Nun ging es bereits auf elf Uhr zu, und Lorena sehnte sich nach nichts mehr als nach der Stille ihrer Wohnung und nach der Geborgenheit, die der kleine Rückzugsort ihr versprach.
Endlich verkündete die Ansage »Notting Hill Gate«. Der Zug kam mit quietschenden Rädern zum Halten. Lorena schulterte ihre schwere Reisetasche und stieg die Treppen aus dem unterirdischen Labyrinth der U-Bahnen hinauf. Frische Nachtluft hüllte sie ein. Für einen Moment blieb sie stehen, schloss die Augen und sog die ersten Atemzüge tief in ihre Lungen. Dann beeilte sie sich, die vom Verkehr dröhnende Hauptstraße hinter sich zu lassen und in die Stille von Notting Hill einzutauchen. Zumindest die Straßen mit den viktorianischen Häusern früherer Herrschaften wirkten um diese Zeit wie ausgestorben. Geradezu gespenstisch standen die weiß getünchten Gebäude mit ihren Säulen und Balkonen und den allgegenwärtigen eisernen Gittern zur Straße hin in Reih und Glied da, eines glich dem nächsten, bis sich die Reihe in der Dunkelheit der Nacht verlor. Bäume verstreuten ihr herbstliches Laub auf die breite Straße. Ein Schein von Glanz und Glorie vergangener Zeiten, der gerade mal bis zu den Fassaden reichte. Hinter den herrschaftlichen Häusern verborgen, hatte in den »Mews« und »Closes« das wahre Leben stattgefunden. Noch immer verblüffte der krasse Unterschied, wenn man einen Blick in die Einfahrten warf, die zu den niederen Hinterhäusern führten, wo sich in einfachen Ziegelreihenhäusern die Stallungen befunden hatten und das Personal in kleinen Zimmern hauste. Auch heute gab es hier viele kleine Wohnungen. Die Stallungen waren in Garagen umgebaut worden, die – wie in alten Zeiten – den Wohlhabenden gehörten, die in den Häusern mit den hohen Zimmerdecken zur Hauptallee hin wohnten.
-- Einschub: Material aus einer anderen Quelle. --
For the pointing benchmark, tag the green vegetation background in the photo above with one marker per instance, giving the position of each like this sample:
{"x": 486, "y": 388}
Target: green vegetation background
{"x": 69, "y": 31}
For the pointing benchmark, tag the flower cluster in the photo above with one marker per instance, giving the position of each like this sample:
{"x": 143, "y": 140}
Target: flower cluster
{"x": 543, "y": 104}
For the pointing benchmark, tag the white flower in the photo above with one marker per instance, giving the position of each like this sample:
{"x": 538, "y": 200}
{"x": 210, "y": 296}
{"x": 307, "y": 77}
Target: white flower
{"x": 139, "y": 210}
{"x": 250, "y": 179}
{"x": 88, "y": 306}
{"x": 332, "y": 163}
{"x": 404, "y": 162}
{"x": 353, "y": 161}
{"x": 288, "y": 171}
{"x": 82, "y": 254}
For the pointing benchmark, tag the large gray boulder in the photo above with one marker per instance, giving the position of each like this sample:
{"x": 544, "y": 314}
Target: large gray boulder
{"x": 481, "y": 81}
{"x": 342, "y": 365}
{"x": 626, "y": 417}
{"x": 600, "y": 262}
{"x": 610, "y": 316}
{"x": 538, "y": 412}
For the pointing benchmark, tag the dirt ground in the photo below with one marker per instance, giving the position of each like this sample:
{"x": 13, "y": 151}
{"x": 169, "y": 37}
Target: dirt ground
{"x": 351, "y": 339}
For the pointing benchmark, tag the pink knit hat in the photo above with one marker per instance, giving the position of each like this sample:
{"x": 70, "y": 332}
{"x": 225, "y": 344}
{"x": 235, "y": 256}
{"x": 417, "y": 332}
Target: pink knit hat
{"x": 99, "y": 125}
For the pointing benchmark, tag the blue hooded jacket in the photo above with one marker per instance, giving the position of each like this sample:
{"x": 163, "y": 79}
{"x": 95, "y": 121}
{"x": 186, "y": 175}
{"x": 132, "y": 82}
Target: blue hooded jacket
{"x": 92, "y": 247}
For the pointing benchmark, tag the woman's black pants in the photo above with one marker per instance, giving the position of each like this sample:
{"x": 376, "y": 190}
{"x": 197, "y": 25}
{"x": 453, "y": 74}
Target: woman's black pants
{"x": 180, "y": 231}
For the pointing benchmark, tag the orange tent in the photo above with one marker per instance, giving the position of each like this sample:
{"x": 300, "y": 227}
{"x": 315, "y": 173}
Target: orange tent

So war es Lorena, als sie in die Portobello Road einbog, als würde sie eine unsichtbare Grenze überschreiten. Das war die Welt der kleinen Leute mit ihren fröhlich bunt gestrichenen Häusern, von denen sich eins ans andere reihte, keines aber dem anderen glich. Mit kleinen Läden und Kneipen und mit Leben auf der Straße.
Mit einem erleichterten Lächeln auf den Lippen strebte sie auf das Haus mit dem Antiquitätenladen im Erdgeschoss zu, hinter dessen Mauern ihr Refugium auf sie wartete.
Plötzlich hielt Lorena inne. Sie ließ ihre Reisetasche zu Boden sinken und starrte zu den Fenstern hinauf, die alle finster hätten sein müssen. Doch was war das? Im ersten Stock war alles dunkel, und auch der Antiquitätenladen von Mr. Gordon lag verlassen da, wie sie es um diese Zeit erwarten würde. Früher hatte er, wie so viele Leute in der Portobello Road, zusammen mit seiner Frau über dem Ladengeschäft gewohnt, doch als sie vor drei Jahren starb, war er zu seiner alleinerziehenden Tochter und deren Kindern ein paar Straßen weiter gezogen und hatte die Wohnung über dem Laden vermietet.
Lorena stand wie angewurzelt da und starrte auf das Licht hinter dem kleinen Dachfenster. Hatte sie vielleicht vergessen, es auszuschalten, als sie sich in der Nacht vor dem Abflug nach Hamburg dort in ihrer eigenen Gefängniszelle eingeschlossen hatte?
Nein, das war nicht möglich. Donnerstag war sie nicht auf dem Dachboden gewesen. Und auch Mittwoch hatte Jason nicht bei ihr übernachtet, wodurch diese Vorsichtsmaßnahme überflüssig geworden war.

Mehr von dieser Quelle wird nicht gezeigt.